Napi Kasus Begal-Pembunuh Ustaz Supian Sauri Tewas Gantung Diri

288
BERBAGI

Zainal Asikin |Teraslampung.com

BANDARLAMPUNG — Seorang narapidana (Napi) penghuni Lapas Rajabasa, Kristian Budiantoro (27), warga Desa Mulyosari, Kecamatan Tanjung Sari, Lampung Selatan yang divonis hukuman 20 tahun penjara ditemukan tewas tergantung menggunakan kain yang diikatkan di pentilasi udara diatas toilet di kamar blok D 1 Lapas Rajabasa, Kamis 3 Mei 2018 sekitar pukul 15,00 WIB.

Kristian menjalani hukuman 20 tahun penjara terkait kasus pembegalan yang mengakibatkan Ustaz Supian Sauri (50) yang meninggal dunia dengan lima luka tusukan ditubuhnya di Jalan Raya Suban, Kelurahan Way Laga, Panjang 2014 silam.

Baca: Pulang Pengajian, Seorang Ustad Ditusuk Begal Hingga Tewas

Kepala Lapas Rajabasa, Sudjonggo membenarkan mengenai adanya salah satu napi penghuni Lapas Rajabasa bernama Kristian Budiantoro yang terlibat kasus pencurian dengan kekerasan, ditemukan sudah tewas gantung diri menggunakan kain yang diikatkan di pentilasi udara diatas toilet di kamar blok D 1 Lapas Rajabasa.

“Ya benar, Napi itu adalah Kristian Budiantoro menghuni sel blok D 1. Kristian ditemukan petugas sudah tewas, dengan cara gantung diri saat akan dilakukan apel sore tadi,”ujarnya, kamis 3 Mei 2018.

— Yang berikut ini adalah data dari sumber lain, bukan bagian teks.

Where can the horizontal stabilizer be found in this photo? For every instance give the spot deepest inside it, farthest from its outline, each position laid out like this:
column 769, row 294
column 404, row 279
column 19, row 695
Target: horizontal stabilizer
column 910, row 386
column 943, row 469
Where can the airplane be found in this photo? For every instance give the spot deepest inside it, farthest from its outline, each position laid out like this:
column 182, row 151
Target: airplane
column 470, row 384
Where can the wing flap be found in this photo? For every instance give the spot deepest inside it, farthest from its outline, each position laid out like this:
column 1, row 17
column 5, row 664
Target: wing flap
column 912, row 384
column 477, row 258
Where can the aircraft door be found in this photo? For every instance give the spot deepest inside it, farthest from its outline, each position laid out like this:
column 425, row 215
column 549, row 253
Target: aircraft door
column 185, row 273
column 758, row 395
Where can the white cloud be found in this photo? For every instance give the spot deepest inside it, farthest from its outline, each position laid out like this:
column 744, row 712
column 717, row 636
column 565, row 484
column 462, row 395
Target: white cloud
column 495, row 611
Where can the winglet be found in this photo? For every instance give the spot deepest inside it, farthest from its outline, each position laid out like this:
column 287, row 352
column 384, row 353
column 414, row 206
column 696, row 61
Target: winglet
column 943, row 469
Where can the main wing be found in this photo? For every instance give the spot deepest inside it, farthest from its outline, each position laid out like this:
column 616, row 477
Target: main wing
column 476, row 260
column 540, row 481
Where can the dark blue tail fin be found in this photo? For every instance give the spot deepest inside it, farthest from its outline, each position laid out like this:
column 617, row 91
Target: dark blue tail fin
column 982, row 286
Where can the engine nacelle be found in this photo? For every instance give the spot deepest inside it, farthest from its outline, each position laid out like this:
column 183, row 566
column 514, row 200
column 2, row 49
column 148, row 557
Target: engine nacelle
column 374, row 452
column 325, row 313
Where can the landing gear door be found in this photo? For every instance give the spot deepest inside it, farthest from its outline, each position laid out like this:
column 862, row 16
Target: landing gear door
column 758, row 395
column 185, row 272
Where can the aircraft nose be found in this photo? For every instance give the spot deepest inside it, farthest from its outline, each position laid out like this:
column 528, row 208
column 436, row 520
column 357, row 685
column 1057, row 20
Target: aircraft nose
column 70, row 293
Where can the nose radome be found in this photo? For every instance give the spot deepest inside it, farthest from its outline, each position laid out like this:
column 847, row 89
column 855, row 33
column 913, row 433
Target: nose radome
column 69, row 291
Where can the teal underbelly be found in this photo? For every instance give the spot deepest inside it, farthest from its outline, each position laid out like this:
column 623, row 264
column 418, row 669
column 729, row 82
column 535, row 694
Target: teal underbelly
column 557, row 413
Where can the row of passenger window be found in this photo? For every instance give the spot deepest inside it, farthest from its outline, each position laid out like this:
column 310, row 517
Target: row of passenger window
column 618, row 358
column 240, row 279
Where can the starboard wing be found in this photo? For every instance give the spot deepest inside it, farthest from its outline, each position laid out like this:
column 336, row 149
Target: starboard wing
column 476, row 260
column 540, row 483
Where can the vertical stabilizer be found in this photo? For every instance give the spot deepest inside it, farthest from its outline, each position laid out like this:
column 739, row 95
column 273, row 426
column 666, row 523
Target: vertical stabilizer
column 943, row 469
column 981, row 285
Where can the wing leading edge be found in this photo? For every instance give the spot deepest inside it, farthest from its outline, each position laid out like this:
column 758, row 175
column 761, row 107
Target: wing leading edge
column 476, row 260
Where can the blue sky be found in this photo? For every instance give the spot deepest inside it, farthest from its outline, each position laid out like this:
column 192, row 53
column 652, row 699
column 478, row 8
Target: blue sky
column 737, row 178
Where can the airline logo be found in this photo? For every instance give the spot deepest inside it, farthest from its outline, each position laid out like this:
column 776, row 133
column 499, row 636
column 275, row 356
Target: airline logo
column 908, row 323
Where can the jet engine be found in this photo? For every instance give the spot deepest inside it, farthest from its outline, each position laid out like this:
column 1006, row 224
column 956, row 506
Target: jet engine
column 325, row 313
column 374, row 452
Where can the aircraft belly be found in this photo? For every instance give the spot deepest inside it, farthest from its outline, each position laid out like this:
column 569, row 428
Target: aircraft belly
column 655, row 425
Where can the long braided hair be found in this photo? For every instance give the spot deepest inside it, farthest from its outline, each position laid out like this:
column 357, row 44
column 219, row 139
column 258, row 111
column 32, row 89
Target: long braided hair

Sudjonggo mengungkapkan, saat ditemukan, napi Kristian tersebut sudah tidak mengenakan baju. Pihaknya menduga, Kristian gantung diri menggunakan kain yang sudah disambung-sambung. Untuk mengungkap kematiannya, saat ini Tim Inafis Polresta Bandarlampung masih menyelidikinya. Sebab Kristian berada di sel tersendiri, dan tidak ada napi lainnya bersama Kristian.

BACA: Buron Tersangka Pembunuh Ustad Supian Diringkus Polisi

“Kami masih menunggu Tim Inafis Polresta melakukan olah TKP dan penyelidikan, sampai selepas maghrib tadi jenazah Kristian masih diselidiki,”ungkapnya.

Dikatakannya, bahwa napi yang tewas dengan cara gantung diri tersebut, menjalani hukuman 20 tahun penjara sejak 2014 silam. Kristian sudah menjalani hukumannya empat tahun, dan baru akan bebas pada tahun 2034 mendatang.

Di lokasi Lapas Rajabasa, tampak terlihat Tim Inafis dan anggota Satreskrim Polresta bandarlampung bersama petugas dari Polsekta Kedaton turun ke lokasi kejadian tewasnya napi penghuni Lapas Rajabasa sekitar pukul 17.30 WIB.

Para petugas kepolisian tersebut, langsung masuk ke dalam Lapas Rajabasa untuk melakukan olah TKP, dengan membawa peralatan untuk olah TKP dan juga police line. Sementara beberapa petugas lainnya, menunggu di depan Lapas Rajabasa.